The Gleaner, a publication that has existed since 1863, was forced to abandon its offices in the town of Huntingdon in 2014. Last year, the paper ceased issuing a print copy.
“We had 20 to 30 people in here per day. It was a community space, a social space where people came when they had an announcement, whether it was a happy one or a sad one,” said Gleaner interim president and editor Sarah Rennie. “That all disappeared overnight and it was almost as if the large corporations thought no one would notice.”
Some residents have banded together to ensure The Gleaner’s survival, saying the paper is too important to the community to let die.

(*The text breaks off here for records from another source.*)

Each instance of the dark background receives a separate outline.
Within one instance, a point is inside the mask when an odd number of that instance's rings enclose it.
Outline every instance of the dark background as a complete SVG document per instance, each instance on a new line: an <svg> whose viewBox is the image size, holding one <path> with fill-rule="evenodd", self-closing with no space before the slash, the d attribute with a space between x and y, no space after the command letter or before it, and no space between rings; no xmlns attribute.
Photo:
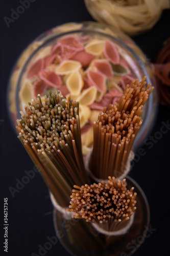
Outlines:
<svg viewBox="0 0 170 256"><path fill-rule="evenodd" d="M6 94L10 72L22 51L43 32L63 23L93 20L83 0L40 1L30 6L8 28L4 17L11 17L11 9L16 10L18 1L1 1L1 255L38 255L39 245L55 236L53 206L48 190L39 173L12 197L9 187L15 187L25 170L33 169L33 163L23 148L12 126L7 113ZM170 10L163 12L158 23L149 32L133 37L152 62L163 41L170 36ZM151 135L160 131L164 121L169 120L169 109L159 106ZM151 210L151 225L156 229L134 253L134 256L166 255L169 239L170 131L163 134L152 148L143 146L145 155L135 164L130 176L142 188ZM3 251L4 198L8 198L8 252ZM47 256L70 255L59 242L47 251Z"/></svg>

“We got a committee together and formed this non-profit the Chateauguay Valley Community Information Services and we bought the title back for a dollar,” said Rennie.
The group of concerned citizens have since relaunched the newspaper using crowdsourced donations. Thus far, they’ve published two print issues but without a proper newsroom, they’ve been forced to make do out of a nearby café.
“We also meet at other restaurants, at a brewery, at our kitchen tables, outside the local water park splash pad, which worked really well for volunteers with small children,” said The Gleaner volunteer Lorelei Muller.
“The Gleaner has always played an incredibly important role in keeping this community together,” said Rennie. “It’s a vast community, we’re great distances between once municipality and another. It’s a touchstone.”